Whats impressive to me is I can hear what sounds like an audience, the shuffle of feet and the snap of a ringpull but I dont hear any yapping. Which is how it should be. This might sound like an odd thing to say about a live album but this is really one to listen to on headphones (unless you happen to have a high quality P.A. system at home) so you can absorb all the details and ambience.

I always thought of Old Million Eye as being such a studio thing but now it’s on the record that this extraordinary sonic alchemy can be caught in the wild and on the strength of this album, I’m putting that on my bucket list.

 

 

review of SANTAKA – NO RIVERS HERE

A beautiful bed of warm bass supports an exploring stream of electronics and jazziness here. Imagine a nocturnal jam between Cluster and late period Talk Talk remixed by Adrian Sherwood as the score for some 70s crime flick. I know that sounds unlikely, nay unbelievable but that is what seems to be wafting from my speakers and enveloping my room. It makes perfect sense that this is a collaboration between two seasoned pros, one from the world of out there jazz and the other from the world of out there club music. A meeting of envelope-pushers you might say and this is neither of those things, but some utterly twisted chimera, spliced from them and gouged into something new.

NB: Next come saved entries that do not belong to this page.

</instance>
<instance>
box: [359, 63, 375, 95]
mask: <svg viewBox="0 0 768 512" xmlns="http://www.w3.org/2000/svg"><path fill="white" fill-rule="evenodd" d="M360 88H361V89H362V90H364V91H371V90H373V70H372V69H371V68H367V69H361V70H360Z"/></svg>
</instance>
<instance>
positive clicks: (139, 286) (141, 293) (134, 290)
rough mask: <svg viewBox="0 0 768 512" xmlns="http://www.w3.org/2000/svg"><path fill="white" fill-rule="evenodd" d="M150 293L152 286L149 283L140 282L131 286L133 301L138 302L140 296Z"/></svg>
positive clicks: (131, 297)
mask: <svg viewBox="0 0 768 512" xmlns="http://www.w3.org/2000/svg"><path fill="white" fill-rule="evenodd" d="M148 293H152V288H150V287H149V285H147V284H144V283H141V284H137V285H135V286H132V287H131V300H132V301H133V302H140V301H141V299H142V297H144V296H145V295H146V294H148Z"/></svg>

If you like fresh music that puts you in a similar headstate then this one will take you there. It’s deep, enchanting, unique and exceptional.

Trevor Beales – Fireside Stories

Everyone loves a tale of lost genius that it can be all too seductive when a press release comes along promising such. Add in a dash of Hebden Bridge then wrap it up in the contemporary photographs of Charlie Meecham and the omens were so strong that anything other than a revelation would be a severe disappointment.

Thankfully it delivers on the promise and the vinyl is already on its second pressing before I’d even written my review. You’ve got the intimate ambience of a guy taping his stuff in an attic but then given the modern mastering by Andrew Liles. What he’s done with cassette recordings from the early 70s is nothing short of miraculous.

He really could play that guitar and sing with a full heart but the most surprising part is how his original compositions sound like they’ve stepped out of some classic songbook. You could imagine John Renbourn covering these songs with a cheery aside about “old classics”

Trevor Beales died suddenly at the age of 33 in 1987. Its taken all this time for his music to reach us but it’s found its time and it’s place.

Tokio Ono – Individuals

This is one of those albums that you need for stress emergencies. It’s the first album I’ve heard that’s made me think of 16 bit CD-Rom game soundtracks as it does Tangerine Dream.

There’s a beautiful sense of melody matched to a big, wide sound. The percussion is spacious, and the mood is very special. It’s hard not to imagine myself on an alien beach, having a wonderful time.

What we have here is someone who’s gift for composition is as great as his skill at production. Someone who can paint the walls with his music and make you feel like you’re somewhere else.

Review of Ben LaMar Gay – Certain Reveries

Walking an extraordinary tightrope between free jazz and song, this album us another testimony to the power of duos. Ben is mainly on his cornet, though he does add a little synth and vocals in there too, and matched perfectly to drummer Tommaso Moretti.

It’s a match made with searing chemistry, both artists expressing perfectly together. It hits all my favorite jazz adjectives: questing, nocturnal, spiritual, instinctive, ecstatic, experimental – sometimes simultaneously.

I never heard a cornet sing like this before and damn me if that ain’t the perfect drummer for it to bounce off.

Sweet sounds.

Salvatore Mercatante – Decas

If you like your electronic music big, dark and elegant then this is going to take you away. Think icy but elegaic synths, crisp drums and warmest, deepest bass.

It made me think a little bit of peak Biosphere. That high fidelity sound, the sharp minimalism and intense atmosphere. The rhythm providing more for the composition than the dance floor

There’s something immensely immersive about the sound. I called the music ‘icy’ but at the same time it has a really ‘warm’ analog sound.

If you’re looking for some electronic music with a soul and with a ton of atmosphere then this is it.